Quaternionic R transform and non-hermitian random matrices

Abstract: Using the Cayley-Dickson construction we rephrase and review the non-hermitian diagrammatic formalism [R. A. Janik, M. A. Nowak, G. Papp and I. Zahed, Nucl.Phys. B $\textbf{501}$, 603 (1997)], that generalizes the free probability calculus to asymptotically large non-hermitian random matrices. The main object in this generalization is a quaternionic extension of the R transform which is a generating function for planar (non-crossing) cumulants.
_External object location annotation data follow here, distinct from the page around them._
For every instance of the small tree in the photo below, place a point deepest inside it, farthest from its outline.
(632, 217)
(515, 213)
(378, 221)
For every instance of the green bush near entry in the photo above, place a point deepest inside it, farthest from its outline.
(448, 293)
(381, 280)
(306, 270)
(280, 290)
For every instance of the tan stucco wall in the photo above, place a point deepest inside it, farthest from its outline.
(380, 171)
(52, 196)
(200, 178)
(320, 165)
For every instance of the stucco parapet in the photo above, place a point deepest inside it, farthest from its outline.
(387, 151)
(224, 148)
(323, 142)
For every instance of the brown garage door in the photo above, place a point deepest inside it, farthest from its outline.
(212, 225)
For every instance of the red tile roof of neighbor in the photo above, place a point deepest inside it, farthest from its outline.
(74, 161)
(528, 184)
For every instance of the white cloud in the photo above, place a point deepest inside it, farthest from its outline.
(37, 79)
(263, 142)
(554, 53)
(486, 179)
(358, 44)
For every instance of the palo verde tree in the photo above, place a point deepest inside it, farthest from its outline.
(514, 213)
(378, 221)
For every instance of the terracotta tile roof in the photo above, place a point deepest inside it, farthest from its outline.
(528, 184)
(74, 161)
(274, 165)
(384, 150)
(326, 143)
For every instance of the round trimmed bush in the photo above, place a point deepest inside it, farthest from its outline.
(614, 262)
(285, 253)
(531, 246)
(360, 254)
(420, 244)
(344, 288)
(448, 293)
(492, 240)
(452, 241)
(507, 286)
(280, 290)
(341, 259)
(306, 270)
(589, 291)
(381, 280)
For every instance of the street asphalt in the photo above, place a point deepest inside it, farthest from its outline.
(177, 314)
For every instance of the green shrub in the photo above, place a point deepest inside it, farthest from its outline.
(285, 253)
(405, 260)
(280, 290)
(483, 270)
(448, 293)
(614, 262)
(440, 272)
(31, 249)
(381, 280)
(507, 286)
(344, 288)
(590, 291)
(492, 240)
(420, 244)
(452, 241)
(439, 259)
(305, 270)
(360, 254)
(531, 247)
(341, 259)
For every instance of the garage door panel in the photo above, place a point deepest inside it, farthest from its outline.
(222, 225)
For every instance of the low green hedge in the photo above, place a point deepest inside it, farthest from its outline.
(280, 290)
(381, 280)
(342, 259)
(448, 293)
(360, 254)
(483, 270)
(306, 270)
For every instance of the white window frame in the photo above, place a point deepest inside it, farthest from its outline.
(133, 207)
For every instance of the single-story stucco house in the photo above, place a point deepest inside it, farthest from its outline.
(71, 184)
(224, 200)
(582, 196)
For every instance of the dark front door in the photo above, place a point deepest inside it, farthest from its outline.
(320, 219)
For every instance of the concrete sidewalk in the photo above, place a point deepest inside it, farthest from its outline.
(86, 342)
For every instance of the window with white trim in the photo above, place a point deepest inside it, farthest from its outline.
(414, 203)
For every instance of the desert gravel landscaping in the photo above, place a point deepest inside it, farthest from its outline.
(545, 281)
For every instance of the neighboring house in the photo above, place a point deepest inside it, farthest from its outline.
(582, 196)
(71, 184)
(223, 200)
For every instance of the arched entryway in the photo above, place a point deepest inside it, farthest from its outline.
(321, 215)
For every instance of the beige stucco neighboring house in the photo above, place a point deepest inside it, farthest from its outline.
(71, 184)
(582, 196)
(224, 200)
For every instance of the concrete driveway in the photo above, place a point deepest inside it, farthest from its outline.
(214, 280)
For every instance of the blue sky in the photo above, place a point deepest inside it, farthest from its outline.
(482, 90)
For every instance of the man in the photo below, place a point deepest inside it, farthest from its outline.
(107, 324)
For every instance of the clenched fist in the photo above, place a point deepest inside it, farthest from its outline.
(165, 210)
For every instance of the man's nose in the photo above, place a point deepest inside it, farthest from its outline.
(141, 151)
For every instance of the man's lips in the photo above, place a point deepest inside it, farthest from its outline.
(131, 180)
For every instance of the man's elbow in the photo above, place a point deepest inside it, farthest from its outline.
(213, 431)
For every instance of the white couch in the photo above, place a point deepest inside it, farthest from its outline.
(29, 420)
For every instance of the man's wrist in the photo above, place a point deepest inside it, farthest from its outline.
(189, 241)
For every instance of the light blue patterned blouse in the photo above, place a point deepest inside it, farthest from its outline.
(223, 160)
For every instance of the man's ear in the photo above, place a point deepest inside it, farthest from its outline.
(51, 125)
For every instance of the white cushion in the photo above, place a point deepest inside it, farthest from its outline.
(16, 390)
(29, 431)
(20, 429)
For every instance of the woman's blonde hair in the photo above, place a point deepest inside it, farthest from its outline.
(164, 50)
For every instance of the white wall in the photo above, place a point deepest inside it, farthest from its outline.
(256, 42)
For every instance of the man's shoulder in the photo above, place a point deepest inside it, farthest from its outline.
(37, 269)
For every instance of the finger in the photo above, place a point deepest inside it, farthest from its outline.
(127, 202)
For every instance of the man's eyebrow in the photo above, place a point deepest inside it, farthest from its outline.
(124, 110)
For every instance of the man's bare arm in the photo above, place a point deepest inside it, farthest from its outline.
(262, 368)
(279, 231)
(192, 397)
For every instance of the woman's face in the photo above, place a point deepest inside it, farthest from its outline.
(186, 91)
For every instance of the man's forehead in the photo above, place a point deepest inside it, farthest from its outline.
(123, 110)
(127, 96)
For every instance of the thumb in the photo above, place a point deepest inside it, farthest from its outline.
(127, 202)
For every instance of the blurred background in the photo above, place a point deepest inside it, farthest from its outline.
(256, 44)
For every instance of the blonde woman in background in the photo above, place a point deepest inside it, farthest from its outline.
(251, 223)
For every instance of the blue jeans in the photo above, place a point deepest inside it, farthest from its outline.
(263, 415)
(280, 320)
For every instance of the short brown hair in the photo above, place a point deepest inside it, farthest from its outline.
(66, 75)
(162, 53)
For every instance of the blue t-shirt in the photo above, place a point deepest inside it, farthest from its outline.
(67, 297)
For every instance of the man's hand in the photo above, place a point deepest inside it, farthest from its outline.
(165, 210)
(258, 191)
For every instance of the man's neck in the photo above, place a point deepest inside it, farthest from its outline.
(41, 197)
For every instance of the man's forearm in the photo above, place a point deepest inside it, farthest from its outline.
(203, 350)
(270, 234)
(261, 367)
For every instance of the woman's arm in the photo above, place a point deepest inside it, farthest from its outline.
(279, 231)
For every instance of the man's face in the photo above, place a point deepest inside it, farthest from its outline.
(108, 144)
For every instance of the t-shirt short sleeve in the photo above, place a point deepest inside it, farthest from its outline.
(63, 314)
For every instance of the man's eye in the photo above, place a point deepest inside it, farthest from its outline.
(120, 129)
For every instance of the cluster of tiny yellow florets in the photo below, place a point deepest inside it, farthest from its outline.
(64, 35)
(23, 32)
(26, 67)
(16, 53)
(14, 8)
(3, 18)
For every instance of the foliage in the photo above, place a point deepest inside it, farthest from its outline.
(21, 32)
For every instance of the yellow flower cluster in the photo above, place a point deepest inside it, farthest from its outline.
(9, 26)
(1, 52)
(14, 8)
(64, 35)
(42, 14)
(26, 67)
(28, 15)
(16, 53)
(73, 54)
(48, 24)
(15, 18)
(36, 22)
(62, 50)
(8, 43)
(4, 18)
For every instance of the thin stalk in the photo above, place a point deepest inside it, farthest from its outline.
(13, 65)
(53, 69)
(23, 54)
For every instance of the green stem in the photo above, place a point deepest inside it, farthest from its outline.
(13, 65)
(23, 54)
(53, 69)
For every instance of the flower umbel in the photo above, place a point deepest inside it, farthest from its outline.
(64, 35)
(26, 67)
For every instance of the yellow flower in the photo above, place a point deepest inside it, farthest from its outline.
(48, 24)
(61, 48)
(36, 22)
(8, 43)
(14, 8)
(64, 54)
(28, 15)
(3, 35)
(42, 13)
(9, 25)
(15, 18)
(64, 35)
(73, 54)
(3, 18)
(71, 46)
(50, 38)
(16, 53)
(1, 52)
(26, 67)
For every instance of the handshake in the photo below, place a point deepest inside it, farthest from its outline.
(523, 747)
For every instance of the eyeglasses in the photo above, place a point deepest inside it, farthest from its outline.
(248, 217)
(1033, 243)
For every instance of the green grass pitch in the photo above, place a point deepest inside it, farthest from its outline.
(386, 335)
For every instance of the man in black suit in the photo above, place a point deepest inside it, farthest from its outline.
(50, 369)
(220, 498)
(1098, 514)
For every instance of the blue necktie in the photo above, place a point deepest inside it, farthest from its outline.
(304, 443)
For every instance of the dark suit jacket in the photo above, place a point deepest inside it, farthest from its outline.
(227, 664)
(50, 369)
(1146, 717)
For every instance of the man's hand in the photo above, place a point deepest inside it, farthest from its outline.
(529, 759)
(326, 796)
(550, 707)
We demonstrate that the quaternionic R transform generates all connected averages of all distinct powers of $X$ and its hermitian conjugate $X^\dagger$: $\langle\langle \frac{1}{N} \mbox{Tr} X^{a} X^{\dagger b} X^c \ldots \rangle\rangle$ for $N\rightarrow \infty$. We show that the R transform for gaussian elliptic laws is given by a simple linear quaternionic map $\mathcal{R}(z+wj) = x + \sigma^2 \left(\mu e^{2i\phi} z + w j\right)$ where $(z,w)$ is the Cayley-Dickson pair of complex numbers forming a quaternion $q=(z,w)\equiv z+ wj$. This map has five real parameters $\Re e x$, $\Im m x$, $\phi$, $\sigma$ and $\mu$. We use the R transform to calculate the limiting eigenvalue densities of several products of gaussian random matrices.